Human Evans editor and former naval intelligence officer Jack Posobiec noted that Austin’s hospitalization was “not only secret from the American people,” but “so secret that even the administration didn’t know. That even, potentially, members of the military didn’t know.”

Posobiec noted he has friends in the military who are currently deployed overseas in foreign conflicts, such as the war in the Middle East that erupted after the Oct. 7 massacre in Israel.

“They had no idea about this,” he said. “The combatant commanders don’t know about this.”

“This is a nightmare,” Posobiec added. “The Biden administration has no idea what’s going on. Congress is apparently asleep at the wheel on this. Lloyd Austin should step down immediately. He needs to be prosecuted. All of his aides need to be prosecuted … They’re all lying to you.”

Posobiec compared the situation to similar incidents in Russia involving secrecy surrounding the health conditions of leadership.

“This is what they said was going on behind the scenes in the Kremlin. They said that Putin was in a coma,” Posobiec said. The Kremlin also claimed that Russian Minister of Defense Sergei Shoigu “was incapacitated.”

“Well it turns out it’s our military leadership that’s completely incapacitated and really we’re the ones that are losing it,” Posobiec concluded. “Lloyd Austin, the nation’s most prominent diversity hire has gone AWOL … We are the DEI, LGBT, gay Soviet Union. Get used to it, folks. The doors are flying off of brand new airplanes the same way that doors are flying off the Biden administration.”

Biden was first informed on Tuesday by his chief of staff, Jeff Zients, of Austin’s early December diagnosis and subsequent surgery on Dec. 22, according to National Security Council Coordinator for Strategic Communications John Kirby.

Austin, who was admitted to the hospital on Dec. 22, underwent a prostatectomy, and was under general anesthesia during the procedure, the Pentagon said Tuesday. Austin recovered and went home the next morning. He had transferred some authorities to Deputy Defense Secretary Kathleen Hicks, the Pentagon said.

However, on Jan. 1, Austin suffered nausea with severe abdominal, hip, and leg pain. Initial evaluation revealed a urinary tract infection, and on Jan. 1, he went to the intensive care unit, where evaluation revealed abdominal fluid collections impairing his small intestine function. A tube had to be placed through his nose to drain his stomach. During that stay, Austin never lost consciousness, the Pentagon said.

Sometime on Jan. 2, Austin transferred some of his authorities to Hicks but did not inform her he was in the hospital until Jan. 4, when he informed National Security Adviser Jake Sullivan, who then told Biden. He assumed full responsibility of his duties on Jan. 5. However, it was not until Jan. 9 that Austin informed Team Biden of his prostate cancer diagnosis and surgery.

In the end, it is not likely Austin will be fired or face any real accountability because, as Posobiec noted, he is one of Team Biden’s top diversity hires.

The closest any Democrat would come to criticizing Austin came from Senate Armed Services Committee Chairman Jack Reed. The Rhode Island Democrat, an Army veteran, scolded Austin in a statement on Monday:

“I remain concerned that vital chain of command and notification procedures were not followed while the Secretary was under medical care. He is taking responsibility for the situation, but this was a serious incident and there needs to be transparency and accountability from the Department.

“This lack of disclosure must never happen again.
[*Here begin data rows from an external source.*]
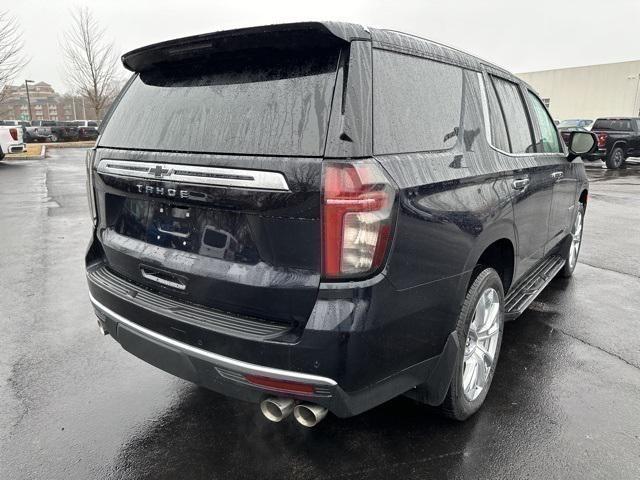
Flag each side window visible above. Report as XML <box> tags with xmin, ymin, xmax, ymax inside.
<box><xmin>490</xmin><ymin>75</ymin><xmax>535</xmax><ymax>153</ymax></box>
<box><xmin>486</xmin><ymin>76</ymin><xmax>511</xmax><ymax>152</ymax></box>
<box><xmin>373</xmin><ymin>49</ymin><xmax>462</xmax><ymax>155</ymax></box>
<box><xmin>527</xmin><ymin>92</ymin><xmax>562</xmax><ymax>153</ymax></box>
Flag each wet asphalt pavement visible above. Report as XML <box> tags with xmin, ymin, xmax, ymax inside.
<box><xmin>0</xmin><ymin>150</ymin><xmax>640</xmax><ymax>480</ymax></box>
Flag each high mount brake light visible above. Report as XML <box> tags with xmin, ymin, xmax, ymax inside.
<box><xmin>322</xmin><ymin>160</ymin><xmax>396</xmax><ymax>279</ymax></box>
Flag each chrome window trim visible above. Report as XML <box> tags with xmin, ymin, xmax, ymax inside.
<box><xmin>477</xmin><ymin>72</ymin><xmax>563</xmax><ymax>158</ymax></box>
<box><xmin>89</xmin><ymin>293</ymin><xmax>338</xmax><ymax>387</ymax></box>
<box><xmin>97</xmin><ymin>158</ymin><xmax>289</xmax><ymax>192</ymax></box>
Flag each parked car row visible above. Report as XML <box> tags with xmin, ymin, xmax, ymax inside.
<box><xmin>0</xmin><ymin>120</ymin><xmax>98</xmax><ymax>143</ymax></box>
<box><xmin>558</xmin><ymin>117</ymin><xmax>640</xmax><ymax>169</ymax></box>
<box><xmin>0</xmin><ymin>124</ymin><xmax>26</xmax><ymax>160</ymax></box>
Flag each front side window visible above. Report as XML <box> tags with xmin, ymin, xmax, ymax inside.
<box><xmin>373</xmin><ymin>49</ymin><xmax>462</xmax><ymax>155</ymax></box>
<box><xmin>528</xmin><ymin>92</ymin><xmax>562</xmax><ymax>153</ymax></box>
<box><xmin>490</xmin><ymin>75</ymin><xmax>535</xmax><ymax>153</ymax></box>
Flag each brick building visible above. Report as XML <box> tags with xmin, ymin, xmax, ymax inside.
<box><xmin>0</xmin><ymin>82</ymin><xmax>96</xmax><ymax>121</ymax></box>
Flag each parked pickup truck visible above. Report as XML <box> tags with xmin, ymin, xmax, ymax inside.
<box><xmin>67</xmin><ymin>120</ymin><xmax>99</xmax><ymax>140</ymax></box>
<box><xmin>31</xmin><ymin>120</ymin><xmax>78</xmax><ymax>142</ymax></box>
<box><xmin>0</xmin><ymin>125</ymin><xmax>26</xmax><ymax>160</ymax></box>
<box><xmin>585</xmin><ymin>117</ymin><xmax>640</xmax><ymax>169</ymax></box>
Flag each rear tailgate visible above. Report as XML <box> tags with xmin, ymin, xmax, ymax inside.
<box><xmin>93</xmin><ymin>42</ymin><xmax>340</xmax><ymax>324</ymax></box>
<box><xmin>94</xmin><ymin>149</ymin><xmax>321</xmax><ymax>322</ymax></box>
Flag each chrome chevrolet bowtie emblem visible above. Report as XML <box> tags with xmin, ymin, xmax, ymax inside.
<box><xmin>152</xmin><ymin>165</ymin><xmax>172</xmax><ymax>178</ymax></box>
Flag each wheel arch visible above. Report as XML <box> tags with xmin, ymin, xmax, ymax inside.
<box><xmin>460</xmin><ymin>221</ymin><xmax>517</xmax><ymax>296</ymax></box>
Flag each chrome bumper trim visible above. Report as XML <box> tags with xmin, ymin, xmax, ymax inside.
<box><xmin>89</xmin><ymin>293</ymin><xmax>337</xmax><ymax>387</ymax></box>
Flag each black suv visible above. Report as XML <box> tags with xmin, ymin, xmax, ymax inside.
<box><xmin>86</xmin><ymin>23</ymin><xmax>595</xmax><ymax>426</ymax></box>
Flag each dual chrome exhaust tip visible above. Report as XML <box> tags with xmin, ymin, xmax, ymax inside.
<box><xmin>260</xmin><ymin>397</ymin><xmax>327</xmax><ymax>428</ymax></box>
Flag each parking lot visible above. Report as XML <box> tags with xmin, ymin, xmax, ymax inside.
<box><xmin>0</xmin><ymin>149</ymin><xmax>640</xmax><ymax>480</ymax></box>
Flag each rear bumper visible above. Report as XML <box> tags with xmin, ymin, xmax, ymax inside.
<box><xmin>91</xmin><ymin>296</ymin><xmax>459</xmax><ymax>417</ymax></box>
<box><xmin>88</xmin><ymin>253</ymin><xmax>459</xmax><ymax>417</ymax></box>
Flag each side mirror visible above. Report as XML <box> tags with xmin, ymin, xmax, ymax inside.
<box><xmin>567</xmin><ymin>131</ymin><xmax>598</xmax><ymax>162</ymax></box>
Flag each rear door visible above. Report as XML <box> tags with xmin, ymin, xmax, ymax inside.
<box><xmin>526</xmin><ymin>90</ymin><xmax>580</xmax><ymax>251</ymax></box>
<box><xmin>487</xmin><ymin>74</ymin><xmax>553</xmax><ymax>279</ymax></box>
<box><xmin>94</xmin><ymin>48</ymin><xmax>340</xmax><ymax>323</ymax></box>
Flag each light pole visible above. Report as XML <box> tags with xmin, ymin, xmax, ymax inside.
<box><xmin>24</xmin><ymin>80</ymin><xmax>34</xmax><ymax>123</ymax></box>
<box><xmin>627</xmin><ymin>73</ymin><xmax>640</xmax><ymax>116</ymax></box>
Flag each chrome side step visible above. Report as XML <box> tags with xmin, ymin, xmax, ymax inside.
<box><xmin>504</xmin><ymin>255</ymin><xmax>565</xmax><ymax>321</ymax></box>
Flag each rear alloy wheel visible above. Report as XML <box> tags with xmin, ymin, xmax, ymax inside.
<box><xmin>560</xmin><ymin>203</ymin><xmax>584</xmax><ymax>278</ymax></box>
<box><xmin>607</xmin><ymin>147</ymin><xmax>626</xmax><ymax>170</ymax></box>
<box><xmin>442</xmin><ymin>268</ymin><xmax>504</xmax><ymax>420</ymax></box>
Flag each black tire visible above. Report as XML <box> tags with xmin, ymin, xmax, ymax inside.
<box><xmin>558</xmin><ymin>203</ymin><xmax>585</xmax><ymax>278</ymax></box>
<box><xmin>440</xmin><ymin>267</ymin><xmax>504</xmax><ymax>421</ymax></box>
<box><xmin>606</xmin><ymin>147</ymin><xmax>627</xmax><ymax>170</ymax></box>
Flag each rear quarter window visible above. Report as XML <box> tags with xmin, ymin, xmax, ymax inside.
<box><xmin>373</xmin><ymin>49</ymin><xmax>462</xmax><ymax>155</ymax></box>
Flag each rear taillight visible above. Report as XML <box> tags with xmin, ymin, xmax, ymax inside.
<box><xmin>598</xmin><ymin>133</ymin><xmax>607</xmax><ymax>148</ymax></box>
<box><xmin>322</xmin><ymin>160</ymin><xmax>396</xmax><ymax>279</ymax></box>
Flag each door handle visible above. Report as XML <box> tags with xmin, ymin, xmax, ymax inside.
<box><xmin>511</xmin><ymin>178</ymin><xmax>529</xmax><ymax>190</ymax></box>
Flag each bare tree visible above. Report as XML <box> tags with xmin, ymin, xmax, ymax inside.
<box><xmin>0</xmin><ymin>11</ymin><xmax>27</xmax><ymax>101</ymax></box>
<box><xmin>61</xmin><ymin>7</ymin><xmax>119</xmax><ymax>118</ymax></box>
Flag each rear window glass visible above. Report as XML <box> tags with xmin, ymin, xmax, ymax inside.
<box><xmin>373</xmin><ymin>49</ymin><xmax>462</xmax><ymax>154</ymax></box>
<box><xmin>591</xmin><ymin>118</ymin><xmax>633</xmax><ymax>132</ymax></box>
<box><xmin>100</xmin><ymin>50</ymin><xmax>338</xmax><ymax>156</ymax></box>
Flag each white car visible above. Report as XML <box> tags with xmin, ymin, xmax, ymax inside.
<box><xmin>0</xmin><ymin>125</ymin><xmax>27</xmax><ymax>160</ymax></box>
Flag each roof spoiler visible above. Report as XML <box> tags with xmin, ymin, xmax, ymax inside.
<box><xmin>122</xmin><ymin>22</ymin><xmax>371</xmax><ymax>72</ymax></box>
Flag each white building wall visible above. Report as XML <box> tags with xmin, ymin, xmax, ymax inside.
<box><xmin>518</xmin><ymin>60</ymin><xmax>640</xmax><ymax>120</ymax></box>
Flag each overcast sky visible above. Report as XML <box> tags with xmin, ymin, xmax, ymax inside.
<box><xmin>12</xmin><ymin>0</ymin><xmax>640</xmax><ymax>92</ymax></box>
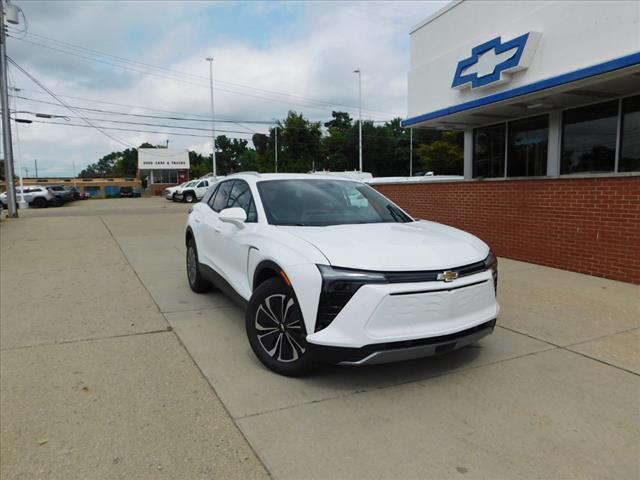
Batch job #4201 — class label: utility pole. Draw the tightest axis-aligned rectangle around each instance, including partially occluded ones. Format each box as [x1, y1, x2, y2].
[353, 68, 362, 172]
[207, 57, 218, 178]
[409, 128, 413, 177]
[0, 0, 18, 218]
[276, 123, 278, 173]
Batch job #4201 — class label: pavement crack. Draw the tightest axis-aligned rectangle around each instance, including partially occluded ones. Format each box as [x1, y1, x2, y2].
[0, 326, 173, 352]
[562, 348, 640, 377]
[235, 347, 557, 421]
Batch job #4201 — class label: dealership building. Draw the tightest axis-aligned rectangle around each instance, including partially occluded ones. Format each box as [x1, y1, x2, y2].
[137, 148, 190, 195]
[378, 0, 640, 283]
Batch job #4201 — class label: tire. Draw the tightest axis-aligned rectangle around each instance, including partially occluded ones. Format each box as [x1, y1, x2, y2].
[245, 277, 316, 377]
[31, 197, 47, 208]
[187, 238, 212, 293]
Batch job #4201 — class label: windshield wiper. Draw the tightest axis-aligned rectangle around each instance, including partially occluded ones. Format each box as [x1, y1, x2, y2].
[387, 205, 402, 223]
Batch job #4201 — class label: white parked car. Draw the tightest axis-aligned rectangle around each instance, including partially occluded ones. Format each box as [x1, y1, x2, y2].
[163, 182, 188, 201]
[174, 178, 215, 203]
[0, 185, 59, 208]
[185, 173, 499, 376]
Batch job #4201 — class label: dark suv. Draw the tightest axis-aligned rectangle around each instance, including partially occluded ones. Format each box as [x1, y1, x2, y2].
[47, 185, 73, 204]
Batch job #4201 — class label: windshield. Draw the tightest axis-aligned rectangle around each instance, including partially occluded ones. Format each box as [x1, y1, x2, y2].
[257, 179, 413, 226]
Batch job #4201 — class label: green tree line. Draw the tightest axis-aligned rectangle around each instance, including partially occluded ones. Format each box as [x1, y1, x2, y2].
[80, 111, 463, 178]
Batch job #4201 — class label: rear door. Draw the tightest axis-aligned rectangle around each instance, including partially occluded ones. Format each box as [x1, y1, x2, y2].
[212, 180, 258, 298]
[198, 180, 233, 272]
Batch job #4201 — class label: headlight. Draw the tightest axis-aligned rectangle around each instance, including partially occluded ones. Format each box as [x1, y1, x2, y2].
[315, 265, 387, 332]
[484, 250, 498, 295]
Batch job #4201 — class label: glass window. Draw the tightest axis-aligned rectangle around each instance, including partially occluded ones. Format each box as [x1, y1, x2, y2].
[258, 179, 413, 227]
[618, 95, 640, 172]
[202, 185, 218, 206]
[473, 123, 506, 177]
[227, 180, 258, 222]
[560, 100, 618, 173]
[507, 115, 549, 177]
[211, 181, 233, 212]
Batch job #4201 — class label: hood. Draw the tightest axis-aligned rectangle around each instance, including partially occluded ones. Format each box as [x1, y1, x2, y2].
[278, 221, 489, 271]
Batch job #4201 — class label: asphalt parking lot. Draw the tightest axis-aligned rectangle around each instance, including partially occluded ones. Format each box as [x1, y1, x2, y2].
[0, 198, 640, 479]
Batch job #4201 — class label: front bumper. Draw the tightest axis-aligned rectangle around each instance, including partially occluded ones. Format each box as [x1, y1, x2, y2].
[307, 271, 500, 364]
[307, 319, 496, 366]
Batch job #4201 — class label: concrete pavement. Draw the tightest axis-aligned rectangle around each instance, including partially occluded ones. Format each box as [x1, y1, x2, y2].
[0, 199, 268, 479]
[0, 199, 640, 479]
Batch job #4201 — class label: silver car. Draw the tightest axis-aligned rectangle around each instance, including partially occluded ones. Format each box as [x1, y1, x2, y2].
[0, 185, 57, 208]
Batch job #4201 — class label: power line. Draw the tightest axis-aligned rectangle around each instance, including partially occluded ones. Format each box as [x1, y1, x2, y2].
[13, 115, 258, 135]
[15, 95, 284, 125]
[14, 94, 396, 128]
[7, 56, 135, 148]
[13, 37, 398, 116]
[27, 120, 222, 140]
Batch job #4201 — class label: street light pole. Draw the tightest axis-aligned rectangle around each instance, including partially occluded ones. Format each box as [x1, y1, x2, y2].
[409, 128, 413, 177]
[207, 57, 218, 177]
[353, 68, 362, 172]
[0, 0, 18, 218]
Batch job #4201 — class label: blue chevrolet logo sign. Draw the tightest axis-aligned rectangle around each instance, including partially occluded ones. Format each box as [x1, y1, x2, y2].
[451, 32, 540, 89]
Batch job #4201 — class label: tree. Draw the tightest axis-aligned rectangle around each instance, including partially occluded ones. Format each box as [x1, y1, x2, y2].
[272, 111, 322, 172]
[418, 131, 464, 175]
[216, 135, 248, 175]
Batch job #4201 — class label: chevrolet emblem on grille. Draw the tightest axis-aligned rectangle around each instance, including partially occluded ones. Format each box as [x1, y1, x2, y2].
[437, 270, 458, 282]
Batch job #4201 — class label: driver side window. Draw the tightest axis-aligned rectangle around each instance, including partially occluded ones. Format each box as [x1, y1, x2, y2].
[209, 181, 233, 212]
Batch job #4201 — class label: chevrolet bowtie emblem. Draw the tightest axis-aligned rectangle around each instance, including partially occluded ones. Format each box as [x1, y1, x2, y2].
[437, 270, 458, 282]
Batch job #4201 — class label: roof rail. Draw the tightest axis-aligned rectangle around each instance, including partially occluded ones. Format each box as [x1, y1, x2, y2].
[227, 171, 262, 177]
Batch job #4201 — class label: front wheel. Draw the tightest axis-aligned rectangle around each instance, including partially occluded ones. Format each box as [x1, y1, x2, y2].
[245, 277, 315, 377]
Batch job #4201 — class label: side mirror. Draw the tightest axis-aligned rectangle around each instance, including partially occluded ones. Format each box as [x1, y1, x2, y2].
[218, 207, 247, 228]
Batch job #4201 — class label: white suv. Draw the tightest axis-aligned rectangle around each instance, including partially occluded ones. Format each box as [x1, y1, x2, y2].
[163, 182, 187, 202]
[185, 173, 499, 376]
[173, 178, 214, 203]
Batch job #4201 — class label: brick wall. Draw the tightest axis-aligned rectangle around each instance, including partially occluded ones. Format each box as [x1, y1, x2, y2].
[376, 177, 640, 284]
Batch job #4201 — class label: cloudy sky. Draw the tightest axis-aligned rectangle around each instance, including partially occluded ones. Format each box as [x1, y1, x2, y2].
[3, 0, 448, 176]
I am tracking the situation closely and the Department of Defense is well aware of my interest in any and all relevant information.”

Pentagon spokesman John Kirby acknowledged that “this didn’t unfold the way it should have on so many levels, not just the notification process of the chain of command, but the transparency issue,” but defended Austin as “exceptional” and said Joe Biden still has confidence in him.

Kirby also put the blame squarely on Austin instead of Biden.

“What happened here is the secretary of defense for whatever reason — I can’t answer the question why — that information wasn’t shared widely in the department, and it certainly wasn’t shared with you,” Kirby told the press. “It’s certainly not good, which is why, again, we want to learn from this. We want to make sure that it doesn’t happen again.”